David Morrell's "Blood Oath" was written in 1982. It has a bit of the author's own history to it in that like the lead character, Morrell never knew his own father who was killed in WWII.
Imagine if your father died in WWII and you went to France to visit the grave and found that there were no records of him?
This is what happens to Peter Houston. He's in France to visit his father's grave and give his father the news that Peter's mother has died. Not only is Peter's father not in that military cemetery but there are no records of him. The administrator is baffled and tells Peter that this has happened in two other occasions.
All Peter has is info that Pierre de St.
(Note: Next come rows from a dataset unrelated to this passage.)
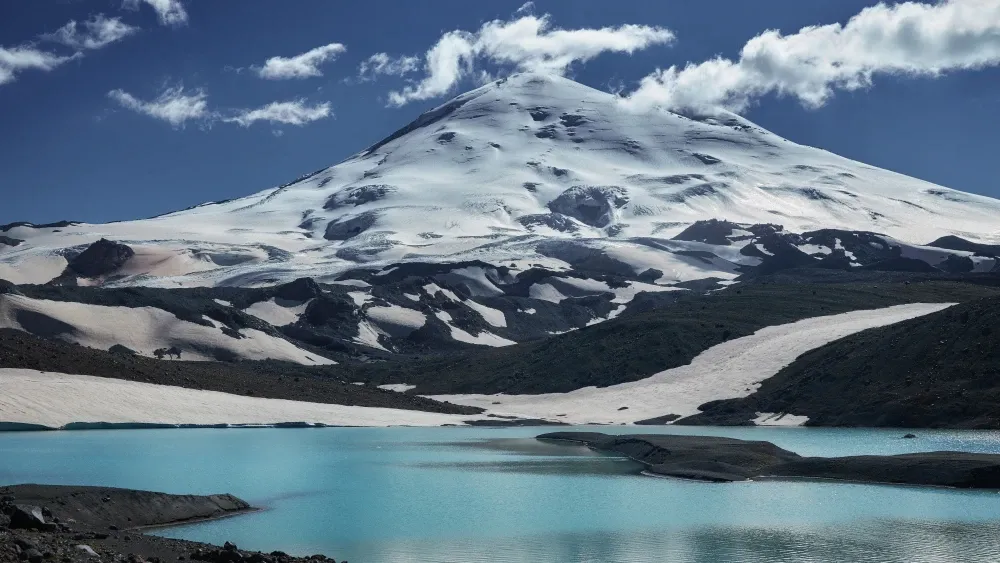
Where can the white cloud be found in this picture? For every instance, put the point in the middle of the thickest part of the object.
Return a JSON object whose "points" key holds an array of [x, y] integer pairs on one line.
{"points": [[97, 32], [295, 112], [177, 106], [174, 105], [528, 43], [16, 59], [908, 39], [169, 12], [305, 65], [382, 63]]}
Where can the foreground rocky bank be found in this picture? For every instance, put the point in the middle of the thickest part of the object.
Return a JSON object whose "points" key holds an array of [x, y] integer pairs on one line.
{"points": [[709, 458], [52, 523]]}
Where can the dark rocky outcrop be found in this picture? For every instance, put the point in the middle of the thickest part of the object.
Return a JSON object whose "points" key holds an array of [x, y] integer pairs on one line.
{"points": [[276, 380], [952, 242], [101, 258], [346, 228], [900, 264], [941, 370], [592, 205], [8, 288], [27, 517], [71, 523], [302, 289], [710, 458]]}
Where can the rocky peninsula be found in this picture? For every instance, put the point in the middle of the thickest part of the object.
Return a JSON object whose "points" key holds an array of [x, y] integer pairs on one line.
{"points": [[708, 458], [54, 523]]}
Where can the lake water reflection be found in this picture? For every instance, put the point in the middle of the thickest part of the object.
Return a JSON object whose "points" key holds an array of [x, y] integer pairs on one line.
{"points": [[479, 494]]}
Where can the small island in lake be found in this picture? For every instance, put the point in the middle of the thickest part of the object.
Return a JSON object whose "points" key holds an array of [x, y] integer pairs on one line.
{"points": [[709, 458]]}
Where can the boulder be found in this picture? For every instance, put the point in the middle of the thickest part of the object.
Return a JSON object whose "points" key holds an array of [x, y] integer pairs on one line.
{"points": [[27, 517], [86, 550]]}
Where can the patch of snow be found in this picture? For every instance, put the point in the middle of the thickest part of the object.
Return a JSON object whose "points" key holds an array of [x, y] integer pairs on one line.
{"points": [[360, 297], [275, 313], [397, 387], [353, 283], [545, 292], [368, 336], [779, 419], [728, 370], [32, 269], [395, 320], [493, 316], [55, 400], [761, 248], [433, 288], [815, 249]]}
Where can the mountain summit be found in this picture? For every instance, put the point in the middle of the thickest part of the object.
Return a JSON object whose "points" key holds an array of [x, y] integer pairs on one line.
{"points": [[506, 173]]}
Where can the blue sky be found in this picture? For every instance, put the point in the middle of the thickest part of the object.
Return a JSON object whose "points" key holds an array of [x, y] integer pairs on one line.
{"points": [[78, 141]]}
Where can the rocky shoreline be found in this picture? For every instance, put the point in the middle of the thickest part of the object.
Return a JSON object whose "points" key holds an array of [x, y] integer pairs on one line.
{"points": [[65, 524], [715, 459]]}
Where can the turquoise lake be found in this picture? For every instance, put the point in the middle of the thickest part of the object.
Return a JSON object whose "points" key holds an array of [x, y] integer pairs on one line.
{"points": [[475, 494]]}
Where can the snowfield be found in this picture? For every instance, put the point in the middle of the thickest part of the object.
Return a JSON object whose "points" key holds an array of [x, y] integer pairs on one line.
{"points": [[143, 329], [729, 370], [527, 170], [55, 400]]}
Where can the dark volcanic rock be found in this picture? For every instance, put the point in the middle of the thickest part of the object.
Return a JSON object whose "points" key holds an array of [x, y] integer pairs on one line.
{"points": [[344, 229], [593, 205], [940, 370], [901, 264], [102, 257], [8, 288], [710, 458], [101, 507], [302, 289], [957, 243], [27, 517], [83, 527]]}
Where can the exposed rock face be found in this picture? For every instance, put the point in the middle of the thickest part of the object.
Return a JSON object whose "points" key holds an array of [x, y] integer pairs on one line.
{"points": [[8, 288], [593, 205], [344, 229], [27, 517], [709, 458], [101, 258], [957, 243], [101, 507]]}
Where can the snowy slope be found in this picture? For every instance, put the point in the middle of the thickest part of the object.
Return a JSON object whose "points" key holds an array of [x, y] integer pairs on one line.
{"points": [[729, 370], [55, 400], [526, 170], [143, 330]]}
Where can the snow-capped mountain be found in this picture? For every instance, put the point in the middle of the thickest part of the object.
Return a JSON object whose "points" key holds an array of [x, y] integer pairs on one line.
{"points": [[527, 171]]}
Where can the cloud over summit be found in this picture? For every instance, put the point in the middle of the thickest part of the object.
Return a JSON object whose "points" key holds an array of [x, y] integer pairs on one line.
{"points": [[908, 39]]}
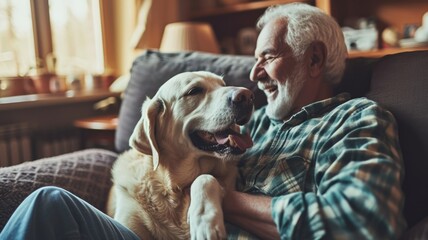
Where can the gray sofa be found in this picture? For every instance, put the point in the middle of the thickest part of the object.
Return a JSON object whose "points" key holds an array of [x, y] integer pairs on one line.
{"points": [[399, 82]]}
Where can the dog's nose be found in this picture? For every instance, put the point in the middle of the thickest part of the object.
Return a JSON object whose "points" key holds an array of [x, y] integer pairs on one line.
{"points": [[242, 96]]}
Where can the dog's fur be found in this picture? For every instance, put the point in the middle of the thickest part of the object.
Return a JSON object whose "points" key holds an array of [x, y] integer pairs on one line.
{"points": [[153, 180]]}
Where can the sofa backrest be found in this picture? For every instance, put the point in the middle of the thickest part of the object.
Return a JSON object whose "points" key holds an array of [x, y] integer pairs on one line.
{"points": [[399, 82]]}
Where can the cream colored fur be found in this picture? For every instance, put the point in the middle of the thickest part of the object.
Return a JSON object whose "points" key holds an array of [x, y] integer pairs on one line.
{"points": [[155, 180]]}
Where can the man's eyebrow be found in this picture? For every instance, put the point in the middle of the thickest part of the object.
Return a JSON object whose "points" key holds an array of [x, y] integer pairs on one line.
{"points": [[266, 52]]}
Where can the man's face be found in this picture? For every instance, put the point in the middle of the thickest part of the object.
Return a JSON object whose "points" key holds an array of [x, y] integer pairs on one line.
{"points": [[278, 73]]}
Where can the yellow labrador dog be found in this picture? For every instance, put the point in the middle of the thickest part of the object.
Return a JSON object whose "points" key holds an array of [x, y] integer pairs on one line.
{"points": [[186, 139]]}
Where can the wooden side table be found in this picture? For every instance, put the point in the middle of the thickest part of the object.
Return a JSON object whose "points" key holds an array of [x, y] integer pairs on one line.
{"points": [[97, 132]]}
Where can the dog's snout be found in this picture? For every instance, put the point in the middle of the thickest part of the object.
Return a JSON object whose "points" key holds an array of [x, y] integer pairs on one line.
{"points": [[242, 96], [242, 103]]}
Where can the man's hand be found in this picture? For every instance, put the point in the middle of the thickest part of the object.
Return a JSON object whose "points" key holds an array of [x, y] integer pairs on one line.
{"points": [[250, 212]]}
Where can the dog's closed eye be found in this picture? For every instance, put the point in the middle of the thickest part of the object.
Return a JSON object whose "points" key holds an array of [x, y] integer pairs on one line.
{"points": [[194, 91]]}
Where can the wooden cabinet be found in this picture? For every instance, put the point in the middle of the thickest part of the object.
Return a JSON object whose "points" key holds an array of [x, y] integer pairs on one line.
{"points": [[228, 20]]}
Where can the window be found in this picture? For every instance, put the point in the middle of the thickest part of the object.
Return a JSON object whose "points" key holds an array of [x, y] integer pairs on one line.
{"points": [[50, 35], [17, 53], [76, 35]]}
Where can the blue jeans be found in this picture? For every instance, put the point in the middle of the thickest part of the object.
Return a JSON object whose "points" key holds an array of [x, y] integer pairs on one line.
{"points": [[54, 213]]}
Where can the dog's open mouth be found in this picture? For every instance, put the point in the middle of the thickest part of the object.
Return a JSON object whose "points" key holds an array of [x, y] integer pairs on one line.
{"points": [[225, 141]]}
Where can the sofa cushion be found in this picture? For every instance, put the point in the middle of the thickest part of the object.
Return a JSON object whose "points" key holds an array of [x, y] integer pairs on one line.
{"points": [[400, 83], [85, 173], [152, 69]]}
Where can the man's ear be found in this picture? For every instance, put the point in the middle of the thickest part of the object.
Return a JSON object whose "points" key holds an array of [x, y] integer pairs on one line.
{"points": [[318, 54], [143, 139]]}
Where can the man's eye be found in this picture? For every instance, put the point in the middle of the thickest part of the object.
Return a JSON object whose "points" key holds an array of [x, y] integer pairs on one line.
{"points": [[195, 91]]}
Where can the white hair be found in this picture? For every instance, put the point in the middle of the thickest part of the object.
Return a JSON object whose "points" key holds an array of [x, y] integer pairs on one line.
{"points": [[307, 24]]}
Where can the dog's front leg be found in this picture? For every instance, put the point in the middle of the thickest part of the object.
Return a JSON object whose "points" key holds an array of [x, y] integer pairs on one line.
{"points": [[205, 215]]}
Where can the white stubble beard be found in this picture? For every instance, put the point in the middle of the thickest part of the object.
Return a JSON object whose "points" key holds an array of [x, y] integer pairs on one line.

Laurent wrote to Peter's mother and promised to look after his father's grave but now St. Laurent is also missing.
A stranger tells Peter that the person he seeks is in another town and while Peter and his wife Jan are driving there, a van forces them off the road into a river. Peter survives but Jan doesn't.
When he awakens, he is back at the hotel he had been staying at. The owner and his daughter, Simone, felt pity for his loss and permit him to recover at that hotel. Simone becomes Peter's assistant. Peter then has his wife's funeral and immediately sets out to find the missing man. However, this was a trap and Peter and Simone are almost killed.
Not knowing where to turn to, the couple look into the other missing servicemen to get the answers.
The actions of the characters are beyond belief. How can a man bury a loved one and not have a period of mourning? Not only that but shortly thereafter, Simone is expressing her affection for Peter and he is accepting it. Improbable.
The suspense was well developed but Peter is not a likable character and although he has had the loss of his mother and then his wife, the reader feels no sorrow for him because he seems too uncaring.
The interesting thing about this novel is to see it in comparison to Morrell's later works and see his vast improvement as a writer.
Only recommended as a point of comparison.